Wetenschappers maken objecten onzichtbaar in het microgolfspectrum

0
365

Fysici zijn erin geslaagd homogene cilindrische objecten met een straal van 12mm en hoogte van 42cm volledig onzichtbaar te maken in het microgolflengtegebied. Ze kregen dit voor elkaar zonder gebruik te maken van metamateriaalcoatings.

Het volledige onderzoek van de ITMO-universiteit in Sint-Petersburg staat in Scientific Reports. De gebruikte methode is gebaseerd op een nieuw begrip van elektromagnetische golfverstrooiing. Om het effect te bereiken bestudeerden de onderzoekers het licht dat verstrooid wordt door een met water gevulde glazen cilinder.

De universiteit schrijft op haar site dat op die manier een natuurverschijnsel wordt nagebootst, de zogenaamde Mieverstrooiing. Mieverstrooiing is bijvoorbeeld waar te nemen in de atmosfeer als de diameter van deeltjes in de atmosfeer vergelijkbaar is aan de golflengte van het verstrooide licht. Stof, pollen, rook en microscopische waterdruppels zijn veelvoorkomende oorzaken van Mieverstrooiing. In de studie gebruikten de onderzoekers water, waarvan de brekingsindex veranderd kan worden door de temperatuur te veranderen.

Het bleek dat een hoge brekingsindex geassocieerd kan worden met twee verstrooiingsmechanismen, een in relatie tot de localisatie van licht in de cilinder en een verschijnsel waarbij golflengte van belang is. De interactie tussen die twee mechanismen heet Fanoresonantie. De fysici ontdekten dat de golven bij bepaalde frequenties worden verstrooid via resonantie- en niet-resonantiemechanismen. Door de tegenovergestelde fasen heffen de golven elkaar op, wat een object ‘onzichtbaar’ maakt.

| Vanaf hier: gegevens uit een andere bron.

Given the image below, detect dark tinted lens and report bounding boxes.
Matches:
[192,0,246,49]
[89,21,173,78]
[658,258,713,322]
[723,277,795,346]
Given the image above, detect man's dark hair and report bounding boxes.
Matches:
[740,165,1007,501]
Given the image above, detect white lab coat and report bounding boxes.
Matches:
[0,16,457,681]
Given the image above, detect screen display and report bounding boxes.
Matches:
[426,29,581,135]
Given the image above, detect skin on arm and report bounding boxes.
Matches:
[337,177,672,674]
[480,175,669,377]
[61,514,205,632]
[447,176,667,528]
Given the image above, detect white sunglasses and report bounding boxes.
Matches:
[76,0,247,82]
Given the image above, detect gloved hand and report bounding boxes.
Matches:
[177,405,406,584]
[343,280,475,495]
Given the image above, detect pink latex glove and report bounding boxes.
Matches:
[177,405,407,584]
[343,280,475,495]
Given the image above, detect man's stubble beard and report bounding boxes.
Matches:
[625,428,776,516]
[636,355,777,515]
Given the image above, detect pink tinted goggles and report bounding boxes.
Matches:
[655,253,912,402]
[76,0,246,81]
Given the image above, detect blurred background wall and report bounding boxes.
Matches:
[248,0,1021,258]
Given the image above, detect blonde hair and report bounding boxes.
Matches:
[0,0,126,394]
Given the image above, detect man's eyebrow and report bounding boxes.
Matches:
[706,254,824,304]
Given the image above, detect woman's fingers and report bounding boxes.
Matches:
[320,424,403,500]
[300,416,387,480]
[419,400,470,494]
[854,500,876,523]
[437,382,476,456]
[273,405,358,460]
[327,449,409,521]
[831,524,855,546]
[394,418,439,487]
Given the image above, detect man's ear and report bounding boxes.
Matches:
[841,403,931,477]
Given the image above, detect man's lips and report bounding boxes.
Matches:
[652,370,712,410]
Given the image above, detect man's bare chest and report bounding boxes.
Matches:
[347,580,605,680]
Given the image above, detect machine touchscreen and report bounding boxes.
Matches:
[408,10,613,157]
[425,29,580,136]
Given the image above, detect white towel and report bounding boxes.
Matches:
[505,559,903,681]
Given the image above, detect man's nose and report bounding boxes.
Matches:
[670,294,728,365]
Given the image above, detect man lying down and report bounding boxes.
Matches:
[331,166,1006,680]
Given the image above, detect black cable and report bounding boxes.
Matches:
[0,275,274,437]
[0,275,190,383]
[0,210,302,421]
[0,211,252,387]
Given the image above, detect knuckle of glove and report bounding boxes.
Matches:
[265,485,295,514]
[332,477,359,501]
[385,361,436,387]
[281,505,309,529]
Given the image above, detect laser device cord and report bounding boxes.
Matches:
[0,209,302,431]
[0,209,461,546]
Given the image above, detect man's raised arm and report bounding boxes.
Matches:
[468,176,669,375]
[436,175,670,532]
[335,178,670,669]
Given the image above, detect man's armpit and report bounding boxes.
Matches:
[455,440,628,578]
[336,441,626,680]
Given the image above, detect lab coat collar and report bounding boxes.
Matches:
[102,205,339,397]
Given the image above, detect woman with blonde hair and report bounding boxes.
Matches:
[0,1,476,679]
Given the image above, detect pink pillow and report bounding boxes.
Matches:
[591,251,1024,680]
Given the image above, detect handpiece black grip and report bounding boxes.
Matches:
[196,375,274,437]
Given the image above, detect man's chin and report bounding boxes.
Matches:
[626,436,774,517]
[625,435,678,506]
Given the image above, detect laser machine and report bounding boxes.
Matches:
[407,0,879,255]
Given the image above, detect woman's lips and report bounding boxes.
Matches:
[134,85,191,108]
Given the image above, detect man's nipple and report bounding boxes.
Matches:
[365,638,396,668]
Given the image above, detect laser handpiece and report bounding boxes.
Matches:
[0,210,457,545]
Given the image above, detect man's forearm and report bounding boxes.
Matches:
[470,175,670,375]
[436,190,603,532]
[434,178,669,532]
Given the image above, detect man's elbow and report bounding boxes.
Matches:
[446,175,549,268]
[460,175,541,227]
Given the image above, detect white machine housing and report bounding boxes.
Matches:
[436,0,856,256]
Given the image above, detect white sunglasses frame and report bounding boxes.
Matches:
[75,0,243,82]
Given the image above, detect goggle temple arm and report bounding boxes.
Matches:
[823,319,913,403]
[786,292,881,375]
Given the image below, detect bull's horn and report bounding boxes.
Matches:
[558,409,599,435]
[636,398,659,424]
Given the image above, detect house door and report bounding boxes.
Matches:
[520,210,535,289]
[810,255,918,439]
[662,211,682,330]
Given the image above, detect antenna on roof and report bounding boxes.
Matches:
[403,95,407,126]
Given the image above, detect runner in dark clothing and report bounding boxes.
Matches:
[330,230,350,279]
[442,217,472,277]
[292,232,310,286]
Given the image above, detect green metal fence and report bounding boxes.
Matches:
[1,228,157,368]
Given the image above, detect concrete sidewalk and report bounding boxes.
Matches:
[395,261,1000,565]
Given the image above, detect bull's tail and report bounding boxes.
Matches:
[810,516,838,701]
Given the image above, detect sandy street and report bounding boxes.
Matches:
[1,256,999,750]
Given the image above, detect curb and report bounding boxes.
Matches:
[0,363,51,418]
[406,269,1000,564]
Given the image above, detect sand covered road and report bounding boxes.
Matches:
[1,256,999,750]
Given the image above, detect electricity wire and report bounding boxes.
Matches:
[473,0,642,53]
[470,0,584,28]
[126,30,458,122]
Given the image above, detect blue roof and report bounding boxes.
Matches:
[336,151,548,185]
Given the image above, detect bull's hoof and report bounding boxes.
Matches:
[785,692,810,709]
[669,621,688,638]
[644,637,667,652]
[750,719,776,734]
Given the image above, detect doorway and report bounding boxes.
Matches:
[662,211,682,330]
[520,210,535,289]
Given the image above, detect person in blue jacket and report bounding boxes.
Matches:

Dit leidde tot een experiment waarbij een homogeen object onzichtbaar werd gemaakt door destructieve interferentie of ‘verstrooiingsuitdoving’. De techniek maakte het mogelijk om tussen zichtbaarheid en onzichtbaarheid te schakelen op dezelfde frequentie van 1,9GHz door de watertemperatuur te veranderen van 90 naar 50 graden Celsius.

Het grote verschil met veel andere onderzoeken naar onzichtbaarheid is dat hierbij geen gebruikgemaakt hoeft te worden van een metamateriaal. Materialen met een overeenkomende brekingsindex bestaan al of kunnen ontwikkeld worden.

De resultaten zouden bijvoorbeeld toepassing kunnen vinden bij de ontwikkeling van nanoantennes, waarbij het praktisch kan zijn om ‘onzichtbare’ structuren als elementen te gebruiken. Denk aan onzichtbare staafjes om antennechips te scheiden waar gewone staafjes storing kunnen veroorzaken door de radiogolven te blokkeren. De materialen daarvoor zouden zo ontwikkeld kunnen worden dat ze onzichtbaar zijn voor een specifieke golflengte.